O complicado transporte dos símios no porão dos navios foi um desastre e apenas um orangotango, apelidado de Tarzã sobreviveu a viagem. Em 1929, o plano era inseminar artificialmente cinco mulheres especialmente escolhidas entre dissidentes políticas e previamente examinadas por ginecologistas a serviço do governo. As primeiras tentativas não tiveram resultado positivo e o progresso das pesquisas sofreu um novo revés quando o orangotango morreu.
Ivanov encomendou a compra de cinco chimpanzés, mas antes que os animais pudessem ser entregues o prestígio de Ivanov foi colocado em cheque. Ivanov passou a ser contestado e acusado de administrar de maneira imprópria os recursos que lhe eram fornecidos, um grave crime no estado soviético. De um momento para o outro, ele caiu em desgraça e foi acusado de traição, sendo preso meses depois. Mandado para um gulag na Sibéria, ele morreu dois anos mais tarde.
A estação de pesquisas de Ivanov sobreviveu e se tornou seu único legado. Em 1960 ela era usada como centro de pesquisas científicas chegando a ter uma população de mais de 2 mil primatas usados extensivamente no programa espacial soviético. Até onde se sabe, com a morte de Ivanov, nenhum cientista assumiu as suas pesquisas de hibridização humana, embora processos convencionais de inseminação artificial tenham sido usados nos símios mantidos na estação.
Então, afinal de contas, essa estória reforça ou contradiz o rumor de que Stalin desejava criar uma raça de super soldados híbridos?
Aparentemente, a despeito das teorias conspiratórias, Stalin jamais teve qualquer ligação com o trabalho ou com o projeto comandado pelo camarada Ivanov. É provável que ele sequer tenha ouvido falar dele. Não há evidências de que o governo soviético planejasse criar soldados ou operários híbridos, embora avaliando a proposta original do projeto de Ivanov possamos extrapolar que essa era uma das possíveis aplicações em caso de sucesso.
Soldados macacos? Onde será que ouvimos falar disso? |
As experiências bizarras de Ilya Ivanov por fim, não resultaram em híbridos. Elas foram um colossal fracasso. Contudo, na primeira metade do século XX, o tema de hibridização era recorrente entre cientistas. O pesquisador norte-americano Desmond Morris, chegou a afirmar que o governo americano manteve na década de 1930 uma estação de pesquisas onde se tentava realizar hibridização com espécimes humanos e símios. A estação teria existido na Flórida, até ser fechada em 1950. Na China, rumores de estações semelhantes foram muito difundidos até o final da década de 60. A mítica estação na Ilha Ghenzu teria um surtimento assustador de híbridos humanos, quase uma Ilha do Dr. Moreau, mas de verdade. Nenhum desses boatos, contudo foi confirmado.

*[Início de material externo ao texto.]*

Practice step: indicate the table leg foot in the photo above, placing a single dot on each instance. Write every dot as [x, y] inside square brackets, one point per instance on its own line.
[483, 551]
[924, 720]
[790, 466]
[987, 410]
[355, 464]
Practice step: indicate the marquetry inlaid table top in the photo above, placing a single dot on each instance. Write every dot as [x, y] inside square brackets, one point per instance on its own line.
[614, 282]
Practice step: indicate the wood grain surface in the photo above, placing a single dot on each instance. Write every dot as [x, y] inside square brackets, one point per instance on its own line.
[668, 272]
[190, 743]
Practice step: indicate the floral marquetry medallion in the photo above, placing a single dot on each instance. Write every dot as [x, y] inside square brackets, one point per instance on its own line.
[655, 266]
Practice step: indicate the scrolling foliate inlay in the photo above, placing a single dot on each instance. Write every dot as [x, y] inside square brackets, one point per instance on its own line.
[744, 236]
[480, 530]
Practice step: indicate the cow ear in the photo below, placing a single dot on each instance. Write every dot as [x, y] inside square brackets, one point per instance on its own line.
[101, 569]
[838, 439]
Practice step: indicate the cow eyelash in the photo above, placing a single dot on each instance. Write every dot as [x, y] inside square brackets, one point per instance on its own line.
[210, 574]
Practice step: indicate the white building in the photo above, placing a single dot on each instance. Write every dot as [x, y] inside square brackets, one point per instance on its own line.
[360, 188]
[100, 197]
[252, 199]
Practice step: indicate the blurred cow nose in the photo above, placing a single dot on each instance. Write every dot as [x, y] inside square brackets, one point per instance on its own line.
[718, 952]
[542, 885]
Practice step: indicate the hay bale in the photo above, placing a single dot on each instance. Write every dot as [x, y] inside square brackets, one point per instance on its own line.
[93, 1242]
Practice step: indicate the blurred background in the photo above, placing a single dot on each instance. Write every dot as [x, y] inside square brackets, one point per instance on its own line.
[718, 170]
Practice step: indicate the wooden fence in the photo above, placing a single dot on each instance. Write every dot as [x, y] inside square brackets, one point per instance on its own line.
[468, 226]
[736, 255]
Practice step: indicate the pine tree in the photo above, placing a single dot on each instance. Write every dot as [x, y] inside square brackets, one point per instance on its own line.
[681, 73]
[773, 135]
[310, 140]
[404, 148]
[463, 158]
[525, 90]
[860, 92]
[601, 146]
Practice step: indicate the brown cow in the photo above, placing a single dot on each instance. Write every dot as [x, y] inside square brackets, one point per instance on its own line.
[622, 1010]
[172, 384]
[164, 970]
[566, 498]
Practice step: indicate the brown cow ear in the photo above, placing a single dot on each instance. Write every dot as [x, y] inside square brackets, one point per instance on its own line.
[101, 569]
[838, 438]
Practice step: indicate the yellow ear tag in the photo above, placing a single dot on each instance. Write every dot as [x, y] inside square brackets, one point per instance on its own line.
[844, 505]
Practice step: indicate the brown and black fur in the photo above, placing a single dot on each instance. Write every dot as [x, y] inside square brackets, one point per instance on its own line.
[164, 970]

Mas a hibridização é possível? Biólogos que se dedicaram a questão se dividem, mas a grande maioria acredita que não é possível cruzar duas espécies diferentes, ao menos empregando métodos de inseminação artificial conhecidos atualmente. A possibilidade de empregar engenharia genética para esses propósitos, contudo, é assunto controverso na comunidade científica internacional.